As you can probably tell from the title, I eat chia seeds fairly often. I might not eat them every single day, but it’s close! One of the main reasons, why I eat chia seeds, is for omega-3 fatty acids, so on days where I don’t eat them, I’ll normally get it from another plant source, rich in that essential nutrient, such as walnuts, flax or hemp seeds. But I’ll tell you more about that in just a minute.

It’s easy to incorporate chia seeds into your diet. Usually I eat my daily dosis with my breakfast, but you can really eat them at any meal you’d like!

But now let’s get to the reasons why chia seeds really are such a big deal.

Chia seeds are rich in omega-3 fatty acids

As I mentioned before, chia seeds are an excellent source of omega-3 fatty acids. They’re actually one of the best plant sources of the omega-3 fatty acid ALA, which the body can use to convert to EPA and DHA, all essential nutrients.

To get enough ALA from chia seeds for your body to convert into the other omega-3 fatty acids, you will need about 8 tablespoons. That can sound like a lot of seeds, but chia seeds are still are good source of omega-3!

Chia seeds contain loads of antioxidants

Chia seeds have a high amount of antioxidants in them, which can help prevent the sensitive fats in them from becoming rancid.
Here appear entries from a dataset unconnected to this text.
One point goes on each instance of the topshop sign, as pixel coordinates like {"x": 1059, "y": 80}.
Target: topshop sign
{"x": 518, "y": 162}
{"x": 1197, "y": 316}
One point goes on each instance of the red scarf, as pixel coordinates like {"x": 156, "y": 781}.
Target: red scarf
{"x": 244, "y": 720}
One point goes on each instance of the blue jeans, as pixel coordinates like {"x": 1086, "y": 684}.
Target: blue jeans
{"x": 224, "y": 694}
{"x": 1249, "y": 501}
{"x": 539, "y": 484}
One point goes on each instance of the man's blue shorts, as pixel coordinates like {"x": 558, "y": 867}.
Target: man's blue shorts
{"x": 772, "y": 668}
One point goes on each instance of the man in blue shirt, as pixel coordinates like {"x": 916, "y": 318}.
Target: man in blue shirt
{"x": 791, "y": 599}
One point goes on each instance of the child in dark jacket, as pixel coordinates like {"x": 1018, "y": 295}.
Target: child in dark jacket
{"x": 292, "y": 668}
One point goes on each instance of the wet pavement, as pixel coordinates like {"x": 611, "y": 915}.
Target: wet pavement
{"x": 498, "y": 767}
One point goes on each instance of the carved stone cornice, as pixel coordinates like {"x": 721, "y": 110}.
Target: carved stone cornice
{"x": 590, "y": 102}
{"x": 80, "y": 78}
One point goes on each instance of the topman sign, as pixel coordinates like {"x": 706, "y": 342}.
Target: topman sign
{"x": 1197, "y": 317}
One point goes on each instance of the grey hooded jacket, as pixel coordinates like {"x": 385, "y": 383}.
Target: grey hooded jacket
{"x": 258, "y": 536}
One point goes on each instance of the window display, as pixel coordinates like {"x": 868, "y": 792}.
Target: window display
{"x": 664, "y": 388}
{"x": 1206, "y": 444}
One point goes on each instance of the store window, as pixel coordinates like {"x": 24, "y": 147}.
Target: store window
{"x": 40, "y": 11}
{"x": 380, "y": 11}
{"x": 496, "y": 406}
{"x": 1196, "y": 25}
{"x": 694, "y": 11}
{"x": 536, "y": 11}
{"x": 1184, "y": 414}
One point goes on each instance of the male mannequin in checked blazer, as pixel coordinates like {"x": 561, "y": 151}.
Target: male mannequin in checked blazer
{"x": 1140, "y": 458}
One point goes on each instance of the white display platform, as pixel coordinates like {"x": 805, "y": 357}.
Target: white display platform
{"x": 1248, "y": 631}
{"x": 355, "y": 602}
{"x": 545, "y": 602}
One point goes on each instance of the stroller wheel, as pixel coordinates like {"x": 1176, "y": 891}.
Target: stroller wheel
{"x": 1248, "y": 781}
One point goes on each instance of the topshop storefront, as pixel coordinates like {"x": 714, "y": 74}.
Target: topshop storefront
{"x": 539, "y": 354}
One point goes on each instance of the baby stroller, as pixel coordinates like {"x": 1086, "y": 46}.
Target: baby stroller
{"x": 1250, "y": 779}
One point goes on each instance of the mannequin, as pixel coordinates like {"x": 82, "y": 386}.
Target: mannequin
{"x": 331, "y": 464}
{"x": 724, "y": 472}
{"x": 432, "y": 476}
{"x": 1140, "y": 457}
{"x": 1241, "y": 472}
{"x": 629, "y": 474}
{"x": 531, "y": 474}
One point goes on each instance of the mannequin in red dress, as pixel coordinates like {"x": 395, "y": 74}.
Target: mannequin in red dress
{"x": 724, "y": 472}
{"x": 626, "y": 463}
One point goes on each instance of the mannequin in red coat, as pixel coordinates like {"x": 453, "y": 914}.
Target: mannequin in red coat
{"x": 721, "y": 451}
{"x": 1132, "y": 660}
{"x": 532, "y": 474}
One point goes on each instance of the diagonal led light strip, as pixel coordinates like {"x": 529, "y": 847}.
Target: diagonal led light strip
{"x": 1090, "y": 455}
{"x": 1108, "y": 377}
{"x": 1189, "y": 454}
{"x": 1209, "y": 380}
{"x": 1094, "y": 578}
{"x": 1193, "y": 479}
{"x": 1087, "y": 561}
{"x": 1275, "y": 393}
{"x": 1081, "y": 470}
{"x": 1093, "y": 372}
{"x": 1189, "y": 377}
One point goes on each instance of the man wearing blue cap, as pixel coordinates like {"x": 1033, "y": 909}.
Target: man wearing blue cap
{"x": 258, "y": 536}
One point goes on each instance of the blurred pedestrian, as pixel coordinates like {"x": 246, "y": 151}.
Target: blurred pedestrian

Antioxidants can also help slow down aging, and protect you against degenerative diseases of aging, such as cancer.

Lots of fiber!

Just one tablespoon of chia seeds will give you 5 g of fiber!

Why is fiber beneficial? In your large intestine there is currently living trillions of bacteria. This is not bad, since the bacteria help taking care of some things your body cannot do. Like all other organisms, your little bacteria friends need to eat! This is where fiber comes into the picture.

Most carbohydrates, proteins and fats get absorbed into the bloodstream before they make it to the large intestine. But  our bodies does not have the enzymes to break down fiber, and therefore fiber reaches the large intestine relatively unchanged. The good bacteria can break down fiber. And when you feed it to them, your level of good bacteria is raised.

The bacteria help produce nutrients for your body, so that is great! And chia seeds are 40% fiber by weight, making them one of the best sources of fiber in the world.

Chia seeds are good for bone health

Chia seeds are rich in several nutrients that promote good bone health. These include calcium, phosphorus, magnesium and protein.

Just an ounce (28 g) contain 18% of your daily recommended intake of calcium, impressive! By gram, that is more than most dairy products.

They’re easy AND tasty to add to your diet!

You can add chia seeds to pretty much anything, because their taste is mostly bland. They don’t have to be ground, like flax seeds, which is great.

As I wrote at the start of this post, I usually eat chia seeds with my breakfast. But the possibilities are endless! You can eat them raw, mix them with porridge, add them to baked goods, sprinkle them on top of smoothies or other meals, and, my favourite way to eat them, soaked into a pudding!

You can also let them soak in water, to become a gel, and they will function as an egg replacement in any recipe.

I just had chia pudding this morning, actually!

Check out my recipe focusing on chia seeds: Vegan Chia Yoghurt Parfait

I hope you enjoyed this post and learned something new about the little chia seeds, and how beneficial they are to our health!